Lecture 03 Notes

Author

Alec L. Robitaille

Published

February 8, 2024

Geocentric models

Prediction without explanation. The geocentric model has epicycles and Earth is the center of the universe.

Linear regressions are geocentric - they describe associations, make predictions but are mechanically wrong. Therefore, they are useful when handled with care.

Normal distribution

Summed fluctuations tend towards the normal distribution

For estimating only the mean and variance, the normal distribution is the least informative distribution (maxent).

Note: variables do not have to be normally distributed for normal models to be useful.

Linear regression

Workflow

Question/goal/estimand
Scientific model
Statistical model(s)
Validate model
Analyze data

Example: Howell data

1. Estimand

Describe the association between adult weight and height

2. Scientific model

How does height influence weight?

H -> W <- U

coords <- data.frame(
    name = c('H', 'W', 'U'),
    x =    c(1,    2,   3),
    y =    c(0,    0,  0)
)

dagify(
    W ~ H + U,
  coords = coords
) |> ggdag(seed = 2, layout = 'auto') + theme_dag()

This DAG corresponds to: “weight is some function of height and unobserved variables” (\(W = f(H, U)\)).

\[W = \beta H + U\]

The unobserved variable U is normally distribution with a mean of 0 and a standard deviation sigma.

\[U_{i} \sim Normal(0, \sigma)\]

Height is uniformly distributed between 130 and 170 cm.

\[H_{i} \sim Uniform(130, 170)\]

There is a deterministic relationship for W and distributional relationships for U and H.

Corresponding generative code is:

sim_weight <- function(H, beta, sigma) {
    U <- rnorm(length(H), mean = 0, sd = sigma)
    W <- beta * H + U
    return(W)
}

heights <- seq.int(10, 50)
sim_weight(heights, beta = 0.5, sigma = 0.1)

 [1]  4.910309  5.518485  6.158785  6.386962  6.991975  7.513242  8.070795
 [8]  8.476030  9.198447  9.486121 10.041765 10.598175 10.960730 11.396033
[15] 12.178223 12.268893 13.087860 13.503581 14.101283 14.543227 15.209082
[22] 15.380007 16.158964 16.695465 17.000494 17.254829 18.047724 18.440344
[29] 19.079220 19.528964 20.073894 20.531896 21.107616 21.471584 21.922332
[36] 22.440434 22.827402 23.409742 23.944094 24.475349 24.961641

3. Statistical model

\(E(W_{i} | H_{i}) = \alpha + \beta H_{i}\)

\(E(W_{i} | H_{i})\): average weight conditional on height
\(\alpha\): intercept
\(\beta H_{i}\): slope

Posterior distribution

\(Pr(\alpha, \beta, \sigma | H_{i}, W_{i}) = \frac{Pr(W_{i} | H_{i}, \alpha, \beta, \sigma) Pr (\alpha, \beta, \sigma)}{Z}\)

\(Pr(\alpha, \beta, \sigma | H_{i}, W_{i})\): posterior probability of a specific line
\(Pr(W_{i} | H_{i}, \alpha, \beta, \sigma)\): garden of forking data, the number of ways we could see the observations, conditional on an exact line (in this case)
\(Pr (\alpha, \beta, \sigma)\): prior
\(Z\): normalizing constant

Alpha, beta and sigma are unobserved variables, height and weight are observed.

The posterior distribution is proportional to the product of the number of ways the observations could arise according to our assumptions multiplied by our prior.
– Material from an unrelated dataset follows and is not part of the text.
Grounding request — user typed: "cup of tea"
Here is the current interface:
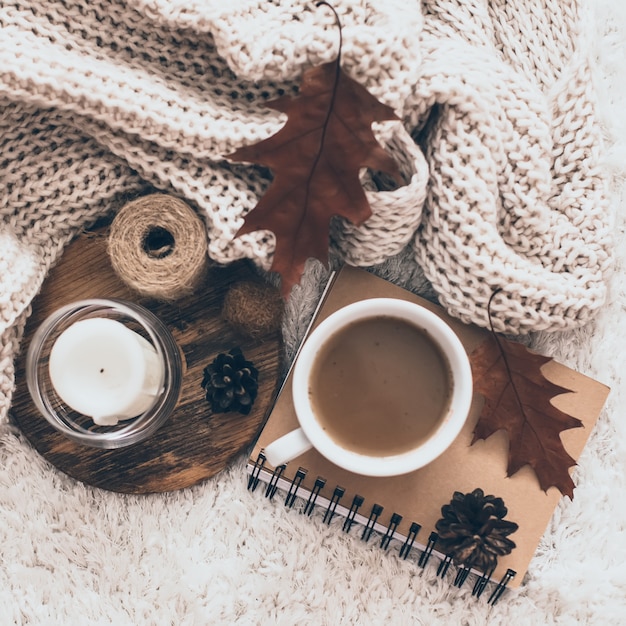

Prior predictive simulation

What do the observable variables look like with these priors?

\(W_{i} \sim Normal(\mu_{i}, \sigma)\)

\(\mu_{i} = \alpha + \beta H_{i}\)

\(\alpha \sim Normal(0, 10)\)

\(\beta \sim Uniform(0, 1)\)

\(\sigma \sim Uniform(0, 10)\)

When height is 0, weight is 0. Weight increases on average with height. Weight (kg) is less than height (cm). Sigma must be positive.

Priors:

no correct priors, only scientifically justifiable priors.
justify with information outside the data, like the rest of the model
priors become more important as models get more complex
always simulate from the priors, better than trying to intuit what they mean from the definitions

4. Validate model

Test statistical model with simulated observations from scientific model. Stronger test: simulation-based calibration

simulate individuals with known parameters from scientific model
use model to determine if it can recover parameters
use a large sample
test with different values and sample sizes

5. Analyze the data

Once you’ve done steps 1-4, you are ready to analyze the real data.

Parameters are not independent, do not interpret them separately.

Use the posterior distribution to generate predictions on the outcome scale then describe and interpret those.